When Paul Crilly became a first-time bar owner, some questioned whether his Morrissey's Irish Pub in south Minneapolis would last six months, especially given the history of short-lived bars and restaurants in its W. Lake Street space.
Two years and 70- to 100-hour workweeks later, Crilly and his three partners will celebrate the Lyn-Lake neighborhood tavern's second anniversary on Saturday, days before St. Patrick's Day. In May, they are expanding into a neighboring spot with a tea and coffee room.
"We get a lot of neighborhood folk, from 21 to 71 [years old] and everything in between," Crilly said of his pub, which is known for taking care of service industry compatriots.
The location, 913 W. Lake St., has been the home of a series of short-lived places including Favor Cafe, Restaurant Miami and Restaurant Viva Brazil.
The struggles of opening and running a bar in any location pale in comparison to what the affable Irishman grew up with. Along with his six siblings, Crilly, 52, was raised in Derry, Northern Ireland, where British soldiers shot and killed 14 protesters on Bloody Sunday in 1972 when he was a child. As a teenager, he better remembers the hunger strike led by Irish republican prisoner Bobby Sands, whose death sparked riots and heightened tensions between Irish nationalists and British forces.
"You didn't really know any better at the time," he recalled. "When you grow up with it, it's normal."
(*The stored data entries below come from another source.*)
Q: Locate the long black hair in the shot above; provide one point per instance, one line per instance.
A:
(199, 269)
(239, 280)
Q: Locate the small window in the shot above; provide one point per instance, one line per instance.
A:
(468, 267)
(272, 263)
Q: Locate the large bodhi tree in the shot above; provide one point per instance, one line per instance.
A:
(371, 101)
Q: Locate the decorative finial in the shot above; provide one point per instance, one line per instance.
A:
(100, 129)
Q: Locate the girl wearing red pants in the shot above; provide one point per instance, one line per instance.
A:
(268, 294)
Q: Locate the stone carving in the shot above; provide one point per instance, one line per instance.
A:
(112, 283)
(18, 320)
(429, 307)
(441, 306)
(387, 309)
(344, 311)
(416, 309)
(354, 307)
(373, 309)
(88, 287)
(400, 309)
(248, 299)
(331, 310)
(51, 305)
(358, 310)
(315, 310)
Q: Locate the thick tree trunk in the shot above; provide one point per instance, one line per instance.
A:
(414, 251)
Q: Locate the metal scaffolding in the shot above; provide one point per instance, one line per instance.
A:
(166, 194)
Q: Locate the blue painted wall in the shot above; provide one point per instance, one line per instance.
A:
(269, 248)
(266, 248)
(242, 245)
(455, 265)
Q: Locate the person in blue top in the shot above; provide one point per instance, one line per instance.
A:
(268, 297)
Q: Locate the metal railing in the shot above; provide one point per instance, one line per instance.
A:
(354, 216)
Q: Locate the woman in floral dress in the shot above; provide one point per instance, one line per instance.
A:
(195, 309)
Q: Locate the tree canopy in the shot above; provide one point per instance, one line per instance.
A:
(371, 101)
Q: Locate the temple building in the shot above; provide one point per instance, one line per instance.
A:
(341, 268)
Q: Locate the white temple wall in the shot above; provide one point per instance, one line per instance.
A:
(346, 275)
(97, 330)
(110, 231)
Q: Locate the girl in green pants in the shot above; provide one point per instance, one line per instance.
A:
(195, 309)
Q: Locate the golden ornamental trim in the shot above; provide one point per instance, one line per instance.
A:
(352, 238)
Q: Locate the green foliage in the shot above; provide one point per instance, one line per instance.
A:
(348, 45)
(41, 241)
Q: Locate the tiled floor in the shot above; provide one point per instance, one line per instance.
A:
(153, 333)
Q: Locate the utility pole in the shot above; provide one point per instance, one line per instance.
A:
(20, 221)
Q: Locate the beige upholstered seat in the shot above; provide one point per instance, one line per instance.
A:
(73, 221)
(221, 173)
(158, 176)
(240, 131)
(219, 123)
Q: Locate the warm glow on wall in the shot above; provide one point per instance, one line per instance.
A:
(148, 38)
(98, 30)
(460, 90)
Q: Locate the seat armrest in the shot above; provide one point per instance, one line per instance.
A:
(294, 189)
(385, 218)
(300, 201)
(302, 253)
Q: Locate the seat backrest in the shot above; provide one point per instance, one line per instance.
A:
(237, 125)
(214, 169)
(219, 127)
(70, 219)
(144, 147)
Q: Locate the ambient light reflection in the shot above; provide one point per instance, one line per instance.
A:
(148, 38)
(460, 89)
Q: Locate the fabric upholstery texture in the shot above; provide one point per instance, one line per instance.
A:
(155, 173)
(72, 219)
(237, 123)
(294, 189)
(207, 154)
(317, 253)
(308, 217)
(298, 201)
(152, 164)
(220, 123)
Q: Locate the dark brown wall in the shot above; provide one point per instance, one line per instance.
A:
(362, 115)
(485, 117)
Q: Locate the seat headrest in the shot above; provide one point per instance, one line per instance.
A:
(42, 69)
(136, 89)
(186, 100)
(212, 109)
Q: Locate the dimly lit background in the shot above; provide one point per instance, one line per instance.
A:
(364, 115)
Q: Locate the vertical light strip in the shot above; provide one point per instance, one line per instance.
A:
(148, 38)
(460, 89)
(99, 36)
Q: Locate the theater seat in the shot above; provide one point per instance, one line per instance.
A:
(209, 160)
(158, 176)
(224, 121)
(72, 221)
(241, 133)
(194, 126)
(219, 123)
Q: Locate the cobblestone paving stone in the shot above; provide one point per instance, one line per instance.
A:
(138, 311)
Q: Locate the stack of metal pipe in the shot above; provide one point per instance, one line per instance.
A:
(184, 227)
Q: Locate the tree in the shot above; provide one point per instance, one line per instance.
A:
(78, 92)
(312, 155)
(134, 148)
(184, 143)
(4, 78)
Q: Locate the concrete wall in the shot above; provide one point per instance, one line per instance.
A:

"The Troubles," as the decades of fighting from the late 1960s to late '90s were known, were an ugly part of modern history that contrasts with Morrissey's convivial atmosphere. But it's one Crilly's bar doesn't shy away from. Not only do photos of riot scenes adorn the walls but the bar takes its name from Johnny Morrissey, the alias used in the early 1920s by Crilly's Irish Republican Army grandfather.
"I used to always ask him did he ever shoot anybody," Crilly said, "and he'd never tell me."